Frederico Varandas faz 'reset' ao plantel do Sporting (foto: Miguel Nunes)
Frederico Varandas faz 'reset' ao plantel do Sporting (foto: Miguel Nunes)

Não desligue: o Sporting está em atualização

SAD liderada por Frederico Varandas decidiu que era preciso fazer um 'reset' à máquina, mas deve ponderar o risco de ficar demasiado tempo com o dedo a pressionar o botão

No final de uma época sem qualquer título adicionado ao palmarés — após nove troféus conquistados em sete anos —, a SAD do Sporting decidiu que era altura de fazer uma espécie de reset. Até no emblema, mas sobretudo no plantel, dada a convicção de final de ciclo para vários jogadores.

O ponto de partida não é descabido, mesmo que possa estar muito influenciado pelas marcas deixadas pela tumultuosa saída de Viktor Gyokeres para o Arsenal. Daí que a saída para o Atl. Madrid de Morten Hjulmand, que chegou ao mesmo tempo que o sueco, seja absolutamente compreensível. Sem colocar em causa o profissionalismo do dinamarquês, que era capitão de equipa, a SAD liderada por Frederico Varandas sabia que adiar agora a venda seria arriscar mais uma despedida menos amigável.

Esse pacto estava assumido, assim como a decisão de capitalizar o rendimento desportivo de Hidemasa Morita até ao último dia, renunciando a qualquer compensação financeira pela venda do médio japonês, decidido a contemplar outras experiências na carreira, aos 31 anos, e em concreto o sonho de jogar na Premier League.

As duas decisões da administração leonina são perfeitamente compreensíveis, até porque foram devidamente acauteladas. O tempo tratará de polir a avaliação, mas a intervenção no mercado foi pragmática, já que Sergi Altimira, Silas Andersen, Pedro Lima e Issa Doumbia foram garantidos logo para arranque de pré-época.
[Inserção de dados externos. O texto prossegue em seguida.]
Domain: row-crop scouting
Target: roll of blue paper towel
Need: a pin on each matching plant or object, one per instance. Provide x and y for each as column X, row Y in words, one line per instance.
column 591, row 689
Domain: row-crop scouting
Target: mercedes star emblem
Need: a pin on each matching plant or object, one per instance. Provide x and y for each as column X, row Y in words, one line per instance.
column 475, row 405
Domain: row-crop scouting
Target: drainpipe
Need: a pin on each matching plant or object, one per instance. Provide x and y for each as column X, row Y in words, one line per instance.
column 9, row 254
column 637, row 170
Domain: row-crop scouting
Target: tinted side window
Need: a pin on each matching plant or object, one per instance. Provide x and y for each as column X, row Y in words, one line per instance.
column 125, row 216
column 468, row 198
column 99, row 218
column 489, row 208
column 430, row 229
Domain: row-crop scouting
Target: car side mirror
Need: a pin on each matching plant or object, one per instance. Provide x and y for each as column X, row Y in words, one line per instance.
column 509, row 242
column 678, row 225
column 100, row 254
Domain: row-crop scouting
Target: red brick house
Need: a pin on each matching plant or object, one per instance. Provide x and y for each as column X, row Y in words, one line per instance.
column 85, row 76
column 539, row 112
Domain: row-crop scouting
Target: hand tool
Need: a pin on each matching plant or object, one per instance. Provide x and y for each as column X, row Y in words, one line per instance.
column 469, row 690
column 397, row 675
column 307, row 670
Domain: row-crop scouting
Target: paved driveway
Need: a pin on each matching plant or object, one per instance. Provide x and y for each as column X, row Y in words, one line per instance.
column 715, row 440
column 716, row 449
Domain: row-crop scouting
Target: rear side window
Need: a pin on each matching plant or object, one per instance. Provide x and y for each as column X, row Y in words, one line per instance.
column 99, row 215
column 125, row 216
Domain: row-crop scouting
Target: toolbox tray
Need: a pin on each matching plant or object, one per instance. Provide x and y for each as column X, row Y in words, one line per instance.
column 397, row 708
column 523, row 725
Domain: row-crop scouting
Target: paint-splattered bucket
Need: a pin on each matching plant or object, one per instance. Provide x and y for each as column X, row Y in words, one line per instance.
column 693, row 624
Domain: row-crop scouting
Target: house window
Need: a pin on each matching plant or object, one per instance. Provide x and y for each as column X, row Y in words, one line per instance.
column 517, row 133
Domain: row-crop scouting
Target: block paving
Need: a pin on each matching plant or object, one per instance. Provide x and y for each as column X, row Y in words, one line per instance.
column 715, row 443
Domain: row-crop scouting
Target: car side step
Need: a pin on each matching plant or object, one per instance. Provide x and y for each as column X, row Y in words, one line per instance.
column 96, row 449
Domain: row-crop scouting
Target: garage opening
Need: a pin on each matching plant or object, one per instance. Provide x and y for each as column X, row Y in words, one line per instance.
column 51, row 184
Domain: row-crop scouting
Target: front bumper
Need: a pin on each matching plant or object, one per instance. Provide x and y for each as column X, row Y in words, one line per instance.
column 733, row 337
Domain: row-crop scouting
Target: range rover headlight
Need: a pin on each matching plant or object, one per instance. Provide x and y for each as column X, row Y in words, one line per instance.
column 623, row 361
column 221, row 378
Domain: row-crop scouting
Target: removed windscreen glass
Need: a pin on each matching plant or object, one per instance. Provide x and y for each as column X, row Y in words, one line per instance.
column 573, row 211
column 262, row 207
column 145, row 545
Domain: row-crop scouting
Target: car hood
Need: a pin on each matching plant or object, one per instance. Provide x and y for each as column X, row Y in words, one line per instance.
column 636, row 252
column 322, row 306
Rodrigo Zalazar chegou já para salvaguardar a saída de Trincão, e até o adeus provável de Pedro Gonçalves e Daniel Bragança parece precavido. Ibrahima Ba já acautela a provável transferência de Ousmane Diomande e o dinheiro que sobra ainda dá para um lateral novo, que faça mais sombra a Maxi Araújo, tendo em conta que Ricardo Mangas já vai embora e abre um espaço no corredor que também serve a Nestor Irankunda.
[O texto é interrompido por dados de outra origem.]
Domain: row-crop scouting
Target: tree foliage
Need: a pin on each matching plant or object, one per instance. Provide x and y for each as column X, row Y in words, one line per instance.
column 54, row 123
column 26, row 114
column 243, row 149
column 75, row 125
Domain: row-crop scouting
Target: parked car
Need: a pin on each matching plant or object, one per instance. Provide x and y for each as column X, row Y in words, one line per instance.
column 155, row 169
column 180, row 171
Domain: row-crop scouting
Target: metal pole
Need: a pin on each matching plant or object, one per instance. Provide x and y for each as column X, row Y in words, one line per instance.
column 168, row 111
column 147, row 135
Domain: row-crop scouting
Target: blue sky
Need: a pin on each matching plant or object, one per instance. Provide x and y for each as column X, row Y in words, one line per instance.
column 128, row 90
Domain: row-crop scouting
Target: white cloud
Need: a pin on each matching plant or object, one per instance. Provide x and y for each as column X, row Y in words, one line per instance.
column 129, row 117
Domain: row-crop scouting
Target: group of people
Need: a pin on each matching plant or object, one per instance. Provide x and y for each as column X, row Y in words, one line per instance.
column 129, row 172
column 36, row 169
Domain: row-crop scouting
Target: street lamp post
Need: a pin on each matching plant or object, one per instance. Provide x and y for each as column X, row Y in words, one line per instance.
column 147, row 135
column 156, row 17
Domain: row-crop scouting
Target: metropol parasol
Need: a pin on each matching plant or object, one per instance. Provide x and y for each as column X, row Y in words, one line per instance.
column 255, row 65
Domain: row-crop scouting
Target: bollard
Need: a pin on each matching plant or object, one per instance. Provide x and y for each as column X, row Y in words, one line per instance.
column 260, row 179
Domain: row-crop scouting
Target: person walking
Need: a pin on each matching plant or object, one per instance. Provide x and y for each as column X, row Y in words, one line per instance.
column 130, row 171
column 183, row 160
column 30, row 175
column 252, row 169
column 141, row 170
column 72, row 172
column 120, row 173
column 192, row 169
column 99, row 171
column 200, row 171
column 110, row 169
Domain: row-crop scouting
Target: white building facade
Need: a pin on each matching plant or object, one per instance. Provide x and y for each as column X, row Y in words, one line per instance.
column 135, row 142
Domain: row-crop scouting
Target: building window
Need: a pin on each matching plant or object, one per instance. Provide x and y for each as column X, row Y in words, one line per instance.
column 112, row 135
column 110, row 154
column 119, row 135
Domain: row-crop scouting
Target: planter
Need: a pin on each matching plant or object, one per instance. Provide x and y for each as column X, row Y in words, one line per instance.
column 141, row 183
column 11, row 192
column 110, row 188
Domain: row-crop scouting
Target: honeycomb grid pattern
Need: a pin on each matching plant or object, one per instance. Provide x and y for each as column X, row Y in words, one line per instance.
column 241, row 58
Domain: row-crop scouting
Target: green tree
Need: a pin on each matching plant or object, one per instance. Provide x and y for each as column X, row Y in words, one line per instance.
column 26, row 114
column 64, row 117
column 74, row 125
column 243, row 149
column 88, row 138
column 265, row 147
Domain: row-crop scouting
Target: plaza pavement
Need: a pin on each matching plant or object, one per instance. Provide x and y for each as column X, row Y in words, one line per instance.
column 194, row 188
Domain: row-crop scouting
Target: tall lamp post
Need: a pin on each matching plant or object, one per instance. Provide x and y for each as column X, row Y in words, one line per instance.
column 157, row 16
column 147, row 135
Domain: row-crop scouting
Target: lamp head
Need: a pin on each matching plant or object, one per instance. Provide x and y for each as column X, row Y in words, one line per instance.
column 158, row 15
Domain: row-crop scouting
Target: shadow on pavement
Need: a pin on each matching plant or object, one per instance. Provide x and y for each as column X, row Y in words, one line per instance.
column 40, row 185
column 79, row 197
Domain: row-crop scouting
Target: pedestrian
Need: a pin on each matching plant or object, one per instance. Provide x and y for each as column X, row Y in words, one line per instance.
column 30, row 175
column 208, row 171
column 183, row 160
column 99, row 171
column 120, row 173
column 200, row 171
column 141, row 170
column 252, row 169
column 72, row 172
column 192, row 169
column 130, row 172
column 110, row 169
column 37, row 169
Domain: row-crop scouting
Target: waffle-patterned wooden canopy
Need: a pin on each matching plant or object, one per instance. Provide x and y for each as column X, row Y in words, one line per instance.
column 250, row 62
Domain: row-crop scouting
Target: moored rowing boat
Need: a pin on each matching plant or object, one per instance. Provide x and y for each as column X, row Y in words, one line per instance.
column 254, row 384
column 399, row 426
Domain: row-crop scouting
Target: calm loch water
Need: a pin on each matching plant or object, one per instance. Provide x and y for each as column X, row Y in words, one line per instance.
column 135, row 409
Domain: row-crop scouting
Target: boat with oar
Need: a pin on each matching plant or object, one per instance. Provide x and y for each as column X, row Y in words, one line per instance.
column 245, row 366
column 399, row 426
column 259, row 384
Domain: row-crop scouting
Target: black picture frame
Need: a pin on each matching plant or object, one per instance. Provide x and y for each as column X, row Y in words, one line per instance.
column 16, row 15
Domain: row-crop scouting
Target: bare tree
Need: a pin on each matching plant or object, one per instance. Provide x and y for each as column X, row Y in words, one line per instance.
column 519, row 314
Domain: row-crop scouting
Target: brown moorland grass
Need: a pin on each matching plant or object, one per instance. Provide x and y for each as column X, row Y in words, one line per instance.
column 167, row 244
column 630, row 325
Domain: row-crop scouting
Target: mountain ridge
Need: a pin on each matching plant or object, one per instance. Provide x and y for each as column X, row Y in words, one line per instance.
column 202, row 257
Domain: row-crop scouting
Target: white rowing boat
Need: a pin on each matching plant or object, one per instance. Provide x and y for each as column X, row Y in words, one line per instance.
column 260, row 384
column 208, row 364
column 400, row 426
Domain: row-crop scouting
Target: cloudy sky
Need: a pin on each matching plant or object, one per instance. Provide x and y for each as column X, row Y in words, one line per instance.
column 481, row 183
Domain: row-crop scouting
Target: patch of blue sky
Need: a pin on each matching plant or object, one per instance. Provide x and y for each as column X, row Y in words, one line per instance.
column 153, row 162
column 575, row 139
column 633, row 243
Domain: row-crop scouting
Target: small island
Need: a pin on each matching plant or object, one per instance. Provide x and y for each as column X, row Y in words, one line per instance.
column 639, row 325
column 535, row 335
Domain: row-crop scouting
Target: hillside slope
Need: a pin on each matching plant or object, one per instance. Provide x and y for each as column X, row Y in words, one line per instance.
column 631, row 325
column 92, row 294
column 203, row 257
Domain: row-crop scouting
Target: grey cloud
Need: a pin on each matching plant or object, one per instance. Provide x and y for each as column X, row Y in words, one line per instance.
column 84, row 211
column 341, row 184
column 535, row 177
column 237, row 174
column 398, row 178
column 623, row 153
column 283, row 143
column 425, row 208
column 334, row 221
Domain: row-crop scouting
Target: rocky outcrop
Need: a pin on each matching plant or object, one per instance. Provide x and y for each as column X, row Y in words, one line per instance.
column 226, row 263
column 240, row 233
O Sporting sabe o que quer e decide rápido, o que é de louvar, mas às tantas interrogo-me se não fará mal à máquina ter o dedo tanto tempo no botão, para forçar o reinício. Mais do que analisar as decisões indivualmente, é a dimensão global que levanta dúvidas para a nova temporada.

As atualizações são essenciais para manter uma performance elevada, mas o Sporting pode correr o risco de perder as definições do sistema.